2. не помогают тем, кого я лично знаю из тех, кто долго лечился у тибетцев. Пришлось им, в итоге, обращаться к западным хирургам т.к. все запустилось от такого "лечения".
3. знаю некоторых высоких ринпоче, которые ложились под нож западной медицины. (позор Менцикангу! разогнать однозначно эту богадельню!)

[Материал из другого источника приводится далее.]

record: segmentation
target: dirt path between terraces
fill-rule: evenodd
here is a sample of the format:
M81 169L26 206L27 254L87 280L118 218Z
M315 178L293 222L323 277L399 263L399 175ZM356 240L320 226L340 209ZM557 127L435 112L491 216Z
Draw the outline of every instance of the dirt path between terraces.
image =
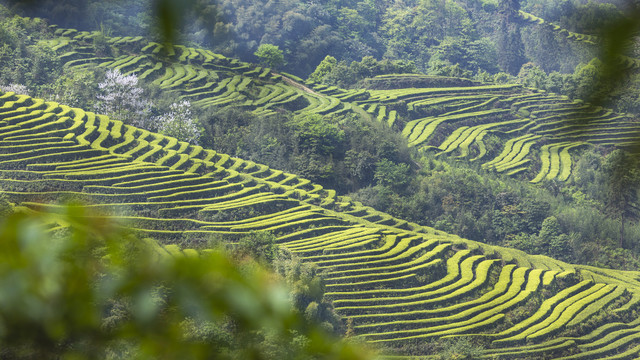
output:
M324 95L318 94L317 92L315 92L315 91L309 89L308 87L300 84L299 82L294 81L293 79L290 79L290 78L288 78L288 77L286 77L286 76L284 76L282 74L278 74L278 75L282 76L282 80L284 80L284 82L286 82L287 84L289 84L289 85L291 85L293 87L296 87L296 88L298 88L298 89L300 89L300 90L302 90L304 92L307 92L309 94L313 94L313 95L316 95L316 96L324 96Z

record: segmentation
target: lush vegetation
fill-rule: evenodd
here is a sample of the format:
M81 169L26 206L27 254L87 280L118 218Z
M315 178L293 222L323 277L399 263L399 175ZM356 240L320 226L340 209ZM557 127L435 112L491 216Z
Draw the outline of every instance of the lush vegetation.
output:
M317 271L266 233L180 249L78 209L3 210L3 358L371 356L339 343Z
M222 247L242 282L253 281L257 262L289 285L301 316L284 334L244 333L233 311L203 323L180 308L193 298L154 287L147 297L165 306L155 314L185 352L343 351L316 349L326 341L317 330L436 358L637 355L639 173L637 157L620 150L638 141L637 88L605 81L607 59L593 58L596 30L620 10L410 3L194 1L197 20L156 41L141 36L157 26L149 12L127 7L179 15L172 1L67 3L88 14L67 19L58 3L37 7L62 26L3 8L5 208L90 209L83 219L129 229L124 246L151 267L166 268L158 259L167 255L150 252L200 259ZM103 22L101 31L90 21ZM617 58L620 67L637 67L633 51ZM68 243L67 223L49 223L55 242ZM147 237L163 245L137 247ZM102 267L82 281L99 285L114 259L92 259ZM175 282L166 271L157 281ZM122 326L139 326L130 315L136 286L145 285L111 289L119 313L91 320L111 332L45 329L45 348L3 340L5 354L159 353L144 340L114 340L130 336Z
M521 350L504 346L525 340L538 344L536 353L599 356L627 351L636 337L634 322L627 323L640 300L635 272L463 240L304 178L106 116L10 92L1 100L0 166L9 202L38 213L91 209L98 213L82 214L85 221L112 219L165 243L237 243L237 256L249 253L266 263L276 258L269 244L278 243L324 271L326 295L344 324L332 317L313 273L302 282L295 280L300 270L291 276L298 289L293 304L325 329L344 326L350 336L405 354L433 351L443 336L465 335L487 356L510 356ZM56 204L61 196L89 205ZM540 238L559 237L557 228L557 220L545 219ZM179 250L170 245L166 251ZM274 264L285 278L292 271Z

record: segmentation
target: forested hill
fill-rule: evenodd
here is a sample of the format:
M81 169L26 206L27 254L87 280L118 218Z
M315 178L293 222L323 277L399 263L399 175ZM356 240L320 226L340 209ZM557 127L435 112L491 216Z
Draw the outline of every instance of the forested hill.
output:
M638 272L460 239L82 109L12 92L0 103L0 182L18 209L80 201L102 213L85 216L167 242L273 232L325 271L327 296L351 336L399 354L427 355L425 340L461 335L477 339L489 358L640 351Z
M640 131L636 116L519 84L392 74L345 90L142 37L108 38L118 55L98 56L94 39L99 33L55 27L52 32L52 39L39 43L56 51L65 67L97 65L136 74L202 108L232 104L257 115L278 109L305 116L352 114L401 133L410 147L478 162L533 183L566 181L572 151L631 146Z
M390 74L342 89L200 48L12 21L39 30L16 47L44 54L27 63L36 74L48 65L117 70L106 76L152 84L201 108L233 105L265 121L292 112L310 119L301 142L329 155L341 135L324 119L364 120L427 154L562 181L571 177L570 151L636 139L638 124L628 115L520 84ZM0 183L25 211L81 201L102 213L95 216L172 243L233 242L269 231L324 270L327 296L351 336L400 355L429 355L429 341L459 336L474 339L487 358L640 353L637 271L571 265L401 220L259 160L183 141L167 128L150 131L158 126L151 117L111 119L14 92L3 92L0 104ZM380 164L390 170L376 172L379 181L406 181L402 166ZM545 221L541 238L558 239L557 232L557 221Z
M609 189L602 171L628 168L613 150L634 143L635 117L528 87L547 84L531 67L525 84L487 83L327 57L305 81L141 36L10 16L2 26L5 90L199 141L465 238L637 267L634 188ZM336 79L348 88L327 84Z
M101 25L114 36L158 35L150 0L38 1L38 6L12 0L4 3L24 16L46 18L66 28L91 31ZM521 39L514 38L521 47L516 52L521 53L505 54L508 45L502 40L506 38L499 35L503 21L517 21L517 11L522 10L566 29L567 34L593 35L625 9L622 1L583 0L201 0L165 4L173 6L176 16L190 15L190 21L182 22L178 31L180 41L245 61L255 59L259 45L274 44L283 49L289 72L305 77L326 55L347 64L365 56L410 61L422 72L459 63L472 73L493 74L507 71L503 61L515 61L514 75L528 60L548 73L569 73L591 60L596 51L572 45L573 39L566 36L550 36L544 28L526 27ZM520 29L525 27L520 24Z

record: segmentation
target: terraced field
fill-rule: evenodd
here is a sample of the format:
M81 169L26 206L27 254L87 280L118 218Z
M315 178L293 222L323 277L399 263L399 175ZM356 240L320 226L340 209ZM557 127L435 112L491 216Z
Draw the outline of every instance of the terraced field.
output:
M531 14L521 16L534 23L541 21ZM624 147L640 139L636 118L520 85L386 75L372 79L376 86L371 89L345 90L304 83L295 76L208 50L167 47L139 37L110 38L122 55L98 58L91 47L96 33L55 26L52 31L57 37L43 41L68 67L96 64L137 74L201 107L233 105L261 115L274 114L281 108L297 114L352 113L402 133L410 146L438 156L478 162L485 169L534 183L567 180L573 154L581 148ZM442 86L443 82L451 84ZM395 89L380 84L420 85ZM498 136L501 141L492 141L493 148L488 147L488 135Z
M397 124L409 146L478 161L507 175L524 174L532 182L567 180L570 151L624 147L639 139L640 124L632 116L517 85L371 90L370 95L367 101L404 115ZM488 151L489 134L502 140L501 149Z
M0 93L0 187L23 209L80 201L100 214L87 216L166 244L271 231L324 270L327 296L356 336L389 348L469 336L486 358L640 352L639 272L440 233L295 175L63 104Z
M596 45L600 42L600 38L596 35L589 34L580 34L575 33L573 31L569 31L567 29L562 28L558 24L554 24L552 22L545 21L542 18L539 18L533 14L528 12L524 12L522 10L518 11L518 16L524 22L539 26L544 26L547 30L552 31L558 35L564 36L569 40L578 41L589 45ZM640 60L634 59L628 56L620 56L619 66L626 69L638 69L640 68Z

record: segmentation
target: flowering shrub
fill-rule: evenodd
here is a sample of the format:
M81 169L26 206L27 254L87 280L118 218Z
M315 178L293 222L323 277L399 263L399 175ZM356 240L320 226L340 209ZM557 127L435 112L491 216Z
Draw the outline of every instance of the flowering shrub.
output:
M16 94L21 94L21 95L29 95L27 93L28 89L26 86L22 85L22 84L9 84L9 85L2 85L0 84L0 90L4 91L4 92L14 92Z
M104 81L98 84L98 91L98 112L127 124L147 128L151 103L144 99L144 90L138 86L135 75L107 70Z
M169 109L168 113L153 119L157 129L164 135L197 144L200 139L200 129L198 119L193 118L191 103L182 100L171 104Z

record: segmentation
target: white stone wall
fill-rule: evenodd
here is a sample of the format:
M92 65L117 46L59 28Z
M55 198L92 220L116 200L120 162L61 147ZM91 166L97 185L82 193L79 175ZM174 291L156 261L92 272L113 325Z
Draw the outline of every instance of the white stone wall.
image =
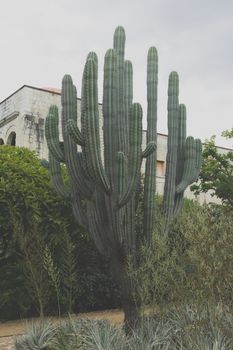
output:
M77 100L78 112L80 115L80 100ZM0 103L0 140L5 144L9 142L12 132L16 133L16 146L27 147L34 150L40 158L48 157L48 149L44 134L45 118L49 107L57 105L61 113L61 96L58 92L45 89L38 89L24 85L14 94ZM100 116L102 106L100 105ZM79 118L80 119L80 118ZM79 122L80 126L80 122ZM100 118L100 130L102 131L103 120ZM61 131L61 127L60 127ZM61 134L61 132L60 132ZM61 135L60 138L62 139ZM143 148L146 144L146 133L143 134ZM101 145L103 153L103 134L101 132ZM220 152L227 150L220 148ZM157 176L157 192L163 193L164 175L166 167L167 136L158 134L157 161L159 162L160 176ZM145 171L145 163L142 172ZM186 196L194 198L193 193L187 189ZM208 194L202 194L199 198L203 201L216 201Z

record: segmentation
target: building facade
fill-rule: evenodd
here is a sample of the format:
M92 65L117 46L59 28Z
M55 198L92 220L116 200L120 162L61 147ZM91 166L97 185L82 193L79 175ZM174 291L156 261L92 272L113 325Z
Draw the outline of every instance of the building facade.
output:
M80 99L77 100L78 113ZM49 107L56 105L61 112L61 93L57 89L36 88L23 85L12 95L0 103L0 145L26 147L42 158L48 158L48 148L45 139L45 118ZM101 115L100 105L100 115ZM100 123L102 119L100 118ZM102 125L100 125L100 130ZM146 144L146 132L143 133L143 144ZM226 152L219 148L220 152ZM167 135L158 133L157 146L157 192L163 193L166 170ZM142 166L144 171L144 164ZM192 192L186 190L185 195L193 198ZM210 193L202 194L199 201L213 201ZM216 201L216 200L214 200Z

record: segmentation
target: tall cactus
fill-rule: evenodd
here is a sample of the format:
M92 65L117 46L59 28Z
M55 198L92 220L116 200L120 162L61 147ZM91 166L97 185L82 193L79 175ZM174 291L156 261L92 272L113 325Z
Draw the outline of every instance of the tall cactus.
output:
M110 258L125 312L126 328L133 327L138 310L132 298L127 258L137 256L135 218L143 158L143 237L151 241L155 221L157 148L157 51L147 59L147 145L142 150L142 108L133 103L132 63L124 58L125 31L118 27L113 49L104 62L103 140L101 149L98 105L98 60L91 52L82 78L81 116L77 115L76 88L69 75L62 82L62 135L59 141L58 111L51 106L46 119L49 168L57 192L70 196L74 214L92 236L99 251ZM198 176L201 143L186 138L186 112L178 101L178 75L172 72L168 87L168 153L164 215L170 222L179 212L185 188ZM78 121L80 118L81 128ZM78 145L78 146L77 146ZM67 188L60 163L70 178ZM141 235L141 234L140 234ZM136 259L135 259L136 260Z

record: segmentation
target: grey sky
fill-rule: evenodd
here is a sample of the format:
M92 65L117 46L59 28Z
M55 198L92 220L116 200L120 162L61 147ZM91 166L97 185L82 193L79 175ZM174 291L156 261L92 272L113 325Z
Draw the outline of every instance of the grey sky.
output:
M0 100L23 84L59 88L65 73L80 96L86 55L97 52L101 77L117 25L126 30L134 100L144 116L147 50L158 49L158 131L167 132L167 80L176 70L188 133L202 140L214 134L218 145L231 147L220 134L233 127L232 0L2 0Z

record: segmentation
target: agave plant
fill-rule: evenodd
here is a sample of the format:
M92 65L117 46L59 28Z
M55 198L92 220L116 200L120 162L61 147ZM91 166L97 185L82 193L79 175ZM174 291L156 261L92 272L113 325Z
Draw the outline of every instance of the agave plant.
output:
M83 321L69 317L57 329L52 350L78 350L82 349Z
M169 313L177 349L230 350L233 318L222 305L183 305Z
M173 326L167 320L147 317L141 327L132 333L129 350L169 350L172 347Z
M26 327L26 335L15 340L15 350L49 350L52 349L57 333L51 321L32 322Z
M84 347L88 350L126 350L127 337L121 328L107 321L91 321L86 324Z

если есть серьезные проблемы со здоровьем, обращаться нужно только в хорошие западные клиники с оборудованием и нормальной диагностикой, а не тибетским "анализом" болезни по вкусу мочи и пульсу.

----------

Alex (28.08.2013), Pema Sonam (28.08.2013), лесник (16.11.2013)

----------


## Пема Дролкар

Однозначно "да" для меня лично и для некоторых тех, кого наблюдала в применении лекарств и общении с тибетскими ламами-целителями. Если есть глубокая кармическая связь, действуют. Но не всегда так, как предполагается больным. :Smilie:  

У меня много лет идет общение со стареньким тибетским ламой-доктором. Приходится ходить к нему с русскими и переводить его тибетскому переводчику или просто народ сопровождать по их требованию :Smilie:  Так что видела процесс лечения напрямую, развернутый во времени и последствиях для многих людей. Тут важна совокупность всех умений ламы и дисциплинированность больного. И медикаментозная часть далеко не самая важная. А кармически у людей, которые к нему ходили, может, и не у всех, во всей их жизненной ситуации пошли положительные перемены. Двух раковых больных по причине тяжелой формы не удалось спасти, но они ушли из жизни легко, ясно, закончив все свои дела и без сильных страданий от болей.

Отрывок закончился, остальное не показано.